Though the French Revolution was supposed to have eliminated the aristocracy as a powerful political and social presence in France, the contemporary French Aristocracy is a thriving social milieu showing no signs of imminent extinction. There are 3500 "noble" families in France, as calculated by the Association of the French Nobility. They have successfully remained a virtually closed group through intermarriage and a careful network of social relations. However, they are no longer distinguished by fortune and political privilege. Unable to separate themselves from other social classes through economic or political means, they rely on their social rituals, traditions, and anachronistic way of life to reaffirm their distinct identity. The importance of the family, religion, history, and a deep-rooted attachment to the land, are values that bind them together as a social group.

At the same time, they are obliged to participate in modern economic and public life. Consequently, they have made certain adaptations so as to survive in the modern world and retain their distinctiveness. Most aristocratic children are members of social clubs called "rallyes" which is their primary form of social life. Thus, they may go to public school and still socialize exclusively with children of their own milieu. Another modern adaptation is the creation of the Association of the French Nobility among whose functions is to lend tuxedos, party dresses, and wedding dresses to aristocrats who cannot afford their own.

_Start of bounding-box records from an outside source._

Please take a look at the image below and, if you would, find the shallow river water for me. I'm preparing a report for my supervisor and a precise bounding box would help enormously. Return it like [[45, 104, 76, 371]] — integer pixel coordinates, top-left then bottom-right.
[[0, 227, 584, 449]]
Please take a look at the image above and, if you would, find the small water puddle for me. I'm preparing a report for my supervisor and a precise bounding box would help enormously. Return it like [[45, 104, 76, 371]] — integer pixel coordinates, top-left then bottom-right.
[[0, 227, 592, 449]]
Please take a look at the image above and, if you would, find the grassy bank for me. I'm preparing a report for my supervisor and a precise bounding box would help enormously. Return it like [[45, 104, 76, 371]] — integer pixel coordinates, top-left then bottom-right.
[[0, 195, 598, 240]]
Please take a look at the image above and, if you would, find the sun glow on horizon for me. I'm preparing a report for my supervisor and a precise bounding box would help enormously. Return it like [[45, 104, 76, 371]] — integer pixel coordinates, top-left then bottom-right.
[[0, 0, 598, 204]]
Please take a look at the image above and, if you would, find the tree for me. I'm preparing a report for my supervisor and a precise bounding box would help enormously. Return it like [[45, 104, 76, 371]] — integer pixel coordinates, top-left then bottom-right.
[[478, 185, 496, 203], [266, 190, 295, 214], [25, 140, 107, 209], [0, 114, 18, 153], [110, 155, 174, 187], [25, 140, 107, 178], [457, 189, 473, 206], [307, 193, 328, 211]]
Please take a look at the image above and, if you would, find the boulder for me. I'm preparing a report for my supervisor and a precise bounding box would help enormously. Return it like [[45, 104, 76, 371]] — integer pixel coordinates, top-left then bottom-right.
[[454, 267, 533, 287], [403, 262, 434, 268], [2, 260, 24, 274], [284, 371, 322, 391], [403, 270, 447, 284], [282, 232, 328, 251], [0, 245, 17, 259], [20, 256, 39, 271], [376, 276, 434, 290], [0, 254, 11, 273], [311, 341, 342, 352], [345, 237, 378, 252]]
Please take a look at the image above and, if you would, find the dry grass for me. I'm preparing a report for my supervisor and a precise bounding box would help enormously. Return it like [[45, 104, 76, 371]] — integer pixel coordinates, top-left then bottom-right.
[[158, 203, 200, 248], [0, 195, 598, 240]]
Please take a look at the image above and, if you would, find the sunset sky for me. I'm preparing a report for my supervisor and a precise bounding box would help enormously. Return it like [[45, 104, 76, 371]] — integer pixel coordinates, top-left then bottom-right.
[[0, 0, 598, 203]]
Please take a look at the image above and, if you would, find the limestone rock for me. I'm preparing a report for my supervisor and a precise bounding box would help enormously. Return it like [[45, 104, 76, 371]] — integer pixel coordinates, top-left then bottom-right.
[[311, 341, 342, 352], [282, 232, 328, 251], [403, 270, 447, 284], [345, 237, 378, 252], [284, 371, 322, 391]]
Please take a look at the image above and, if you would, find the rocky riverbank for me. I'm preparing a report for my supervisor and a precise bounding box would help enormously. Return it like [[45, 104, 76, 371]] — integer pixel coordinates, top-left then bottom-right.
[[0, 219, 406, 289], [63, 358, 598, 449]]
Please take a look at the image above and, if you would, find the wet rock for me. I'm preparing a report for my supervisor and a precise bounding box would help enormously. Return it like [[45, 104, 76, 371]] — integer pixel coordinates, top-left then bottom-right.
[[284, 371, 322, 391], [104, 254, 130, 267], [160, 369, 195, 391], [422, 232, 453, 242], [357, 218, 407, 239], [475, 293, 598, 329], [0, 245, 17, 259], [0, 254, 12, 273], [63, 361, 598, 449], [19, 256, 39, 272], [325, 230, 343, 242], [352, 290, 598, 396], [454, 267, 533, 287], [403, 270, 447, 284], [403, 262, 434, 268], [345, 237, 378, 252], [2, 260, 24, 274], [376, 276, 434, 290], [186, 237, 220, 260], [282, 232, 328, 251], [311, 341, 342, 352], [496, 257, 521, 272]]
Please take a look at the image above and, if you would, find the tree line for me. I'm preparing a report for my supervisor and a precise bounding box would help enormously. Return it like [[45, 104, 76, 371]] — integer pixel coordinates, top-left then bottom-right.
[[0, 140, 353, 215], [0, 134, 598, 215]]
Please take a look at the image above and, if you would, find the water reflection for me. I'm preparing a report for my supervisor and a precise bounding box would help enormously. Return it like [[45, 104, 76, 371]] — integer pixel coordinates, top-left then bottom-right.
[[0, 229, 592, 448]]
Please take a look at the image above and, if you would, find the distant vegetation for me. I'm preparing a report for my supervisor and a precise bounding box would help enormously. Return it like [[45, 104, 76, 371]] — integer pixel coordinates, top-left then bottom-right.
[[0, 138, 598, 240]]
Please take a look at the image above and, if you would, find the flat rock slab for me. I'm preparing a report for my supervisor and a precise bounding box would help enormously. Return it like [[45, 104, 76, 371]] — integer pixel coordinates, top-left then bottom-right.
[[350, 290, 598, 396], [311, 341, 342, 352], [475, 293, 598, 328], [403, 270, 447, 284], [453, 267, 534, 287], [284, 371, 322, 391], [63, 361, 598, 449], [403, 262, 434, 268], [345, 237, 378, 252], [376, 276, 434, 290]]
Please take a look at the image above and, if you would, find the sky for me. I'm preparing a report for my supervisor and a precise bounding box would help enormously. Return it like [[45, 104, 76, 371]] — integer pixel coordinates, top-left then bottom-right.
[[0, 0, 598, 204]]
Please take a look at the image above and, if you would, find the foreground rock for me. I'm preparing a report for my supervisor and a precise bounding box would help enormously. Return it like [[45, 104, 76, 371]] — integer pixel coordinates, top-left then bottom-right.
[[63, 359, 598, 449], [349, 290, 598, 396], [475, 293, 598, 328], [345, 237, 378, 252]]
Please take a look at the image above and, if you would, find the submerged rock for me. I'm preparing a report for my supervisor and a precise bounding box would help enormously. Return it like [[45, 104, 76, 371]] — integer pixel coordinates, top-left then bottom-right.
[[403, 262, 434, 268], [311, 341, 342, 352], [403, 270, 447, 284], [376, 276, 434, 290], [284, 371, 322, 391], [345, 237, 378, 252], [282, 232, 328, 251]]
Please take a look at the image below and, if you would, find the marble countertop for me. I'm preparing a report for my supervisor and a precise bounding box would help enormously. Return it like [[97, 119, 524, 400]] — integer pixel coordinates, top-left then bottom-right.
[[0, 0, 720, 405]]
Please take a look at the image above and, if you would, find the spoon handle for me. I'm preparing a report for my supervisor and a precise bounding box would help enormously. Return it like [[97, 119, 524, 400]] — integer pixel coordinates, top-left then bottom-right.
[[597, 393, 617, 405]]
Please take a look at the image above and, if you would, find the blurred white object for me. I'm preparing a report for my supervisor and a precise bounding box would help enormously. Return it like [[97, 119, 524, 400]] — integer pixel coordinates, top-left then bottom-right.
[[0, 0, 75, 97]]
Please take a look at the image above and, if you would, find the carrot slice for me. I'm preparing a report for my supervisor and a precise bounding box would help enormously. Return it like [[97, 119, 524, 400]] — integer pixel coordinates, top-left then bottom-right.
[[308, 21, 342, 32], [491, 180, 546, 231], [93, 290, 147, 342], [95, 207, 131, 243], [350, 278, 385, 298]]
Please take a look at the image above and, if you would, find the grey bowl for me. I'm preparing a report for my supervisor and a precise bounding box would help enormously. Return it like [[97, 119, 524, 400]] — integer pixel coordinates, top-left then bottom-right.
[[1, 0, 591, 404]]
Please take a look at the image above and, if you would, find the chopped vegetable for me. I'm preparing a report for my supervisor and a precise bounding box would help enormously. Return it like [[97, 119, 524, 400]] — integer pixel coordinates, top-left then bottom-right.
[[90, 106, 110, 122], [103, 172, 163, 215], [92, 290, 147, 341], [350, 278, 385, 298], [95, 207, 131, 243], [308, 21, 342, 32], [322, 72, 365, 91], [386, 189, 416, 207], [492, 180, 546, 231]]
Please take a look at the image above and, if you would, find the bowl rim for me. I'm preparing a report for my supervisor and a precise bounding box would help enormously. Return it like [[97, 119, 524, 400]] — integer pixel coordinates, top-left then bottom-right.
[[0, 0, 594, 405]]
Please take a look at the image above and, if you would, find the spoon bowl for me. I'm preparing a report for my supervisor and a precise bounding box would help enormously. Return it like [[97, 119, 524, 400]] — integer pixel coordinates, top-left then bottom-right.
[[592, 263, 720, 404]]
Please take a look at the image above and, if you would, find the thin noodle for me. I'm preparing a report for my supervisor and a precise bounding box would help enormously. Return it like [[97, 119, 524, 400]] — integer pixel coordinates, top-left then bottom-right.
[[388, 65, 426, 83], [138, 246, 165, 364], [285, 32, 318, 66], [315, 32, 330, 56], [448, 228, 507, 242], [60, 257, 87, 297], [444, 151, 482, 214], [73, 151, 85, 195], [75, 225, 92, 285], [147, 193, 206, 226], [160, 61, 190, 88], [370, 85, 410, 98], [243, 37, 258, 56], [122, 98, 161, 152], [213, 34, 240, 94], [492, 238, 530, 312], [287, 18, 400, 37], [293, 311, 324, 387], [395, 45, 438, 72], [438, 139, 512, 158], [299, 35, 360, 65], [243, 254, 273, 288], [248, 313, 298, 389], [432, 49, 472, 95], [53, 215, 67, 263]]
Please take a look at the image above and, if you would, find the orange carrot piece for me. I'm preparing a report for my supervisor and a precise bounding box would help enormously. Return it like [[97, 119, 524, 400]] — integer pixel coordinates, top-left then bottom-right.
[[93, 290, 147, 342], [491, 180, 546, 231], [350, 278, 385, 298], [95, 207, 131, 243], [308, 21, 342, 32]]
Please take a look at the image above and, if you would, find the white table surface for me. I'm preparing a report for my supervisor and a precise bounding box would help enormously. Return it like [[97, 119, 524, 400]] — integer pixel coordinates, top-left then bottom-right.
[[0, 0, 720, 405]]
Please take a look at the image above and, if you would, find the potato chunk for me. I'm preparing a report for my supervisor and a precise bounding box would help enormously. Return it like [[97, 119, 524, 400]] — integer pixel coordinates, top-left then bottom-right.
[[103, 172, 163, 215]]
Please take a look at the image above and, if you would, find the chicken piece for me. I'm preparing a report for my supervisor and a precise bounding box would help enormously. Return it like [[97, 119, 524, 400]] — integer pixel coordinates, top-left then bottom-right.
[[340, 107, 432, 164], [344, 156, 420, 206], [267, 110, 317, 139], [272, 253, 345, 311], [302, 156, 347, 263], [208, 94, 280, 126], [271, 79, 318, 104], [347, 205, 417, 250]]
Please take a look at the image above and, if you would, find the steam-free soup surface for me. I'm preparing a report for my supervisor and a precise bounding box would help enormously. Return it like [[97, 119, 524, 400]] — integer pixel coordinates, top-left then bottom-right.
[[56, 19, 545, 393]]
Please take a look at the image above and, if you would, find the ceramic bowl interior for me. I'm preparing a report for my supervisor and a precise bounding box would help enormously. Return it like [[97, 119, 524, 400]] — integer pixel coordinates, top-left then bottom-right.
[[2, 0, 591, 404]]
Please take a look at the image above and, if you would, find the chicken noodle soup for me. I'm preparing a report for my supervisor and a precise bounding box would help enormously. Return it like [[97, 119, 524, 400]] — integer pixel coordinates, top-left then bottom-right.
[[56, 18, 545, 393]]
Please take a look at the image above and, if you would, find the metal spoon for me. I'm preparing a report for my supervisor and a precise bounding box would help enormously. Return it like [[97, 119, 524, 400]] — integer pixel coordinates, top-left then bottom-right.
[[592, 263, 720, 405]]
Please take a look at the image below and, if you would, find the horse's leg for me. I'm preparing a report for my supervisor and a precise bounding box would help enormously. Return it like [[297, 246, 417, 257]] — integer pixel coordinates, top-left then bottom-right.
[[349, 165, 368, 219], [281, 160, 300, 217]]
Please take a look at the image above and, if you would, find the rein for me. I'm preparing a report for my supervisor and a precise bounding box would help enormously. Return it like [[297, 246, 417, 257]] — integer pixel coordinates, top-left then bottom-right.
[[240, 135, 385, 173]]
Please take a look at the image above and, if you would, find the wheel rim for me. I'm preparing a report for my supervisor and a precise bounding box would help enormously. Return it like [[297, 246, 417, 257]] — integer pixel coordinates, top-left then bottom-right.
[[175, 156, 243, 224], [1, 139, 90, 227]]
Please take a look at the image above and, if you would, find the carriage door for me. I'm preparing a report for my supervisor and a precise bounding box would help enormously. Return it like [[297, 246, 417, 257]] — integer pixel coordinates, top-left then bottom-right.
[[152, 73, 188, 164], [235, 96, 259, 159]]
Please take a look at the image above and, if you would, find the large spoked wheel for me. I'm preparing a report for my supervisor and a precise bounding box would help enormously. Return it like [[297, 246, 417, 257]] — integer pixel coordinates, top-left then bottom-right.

Phillippe de Cosse-Brissac, a young heir of one of the oldest noble families in France, explains, "The French Aristocracy is more an attitude than anything else...a state of mind. Aristocrats now have all different fortunes and we don't talk about it. That would be bourgeois. The values live on because there are ways to preserve them with less money: making sacrifices, traveling little, not having a nice car -but keeping what is essential, like the family property. The family and the family history is still the essential part of everyone's identity. It could be said that the roots of the family hold it up."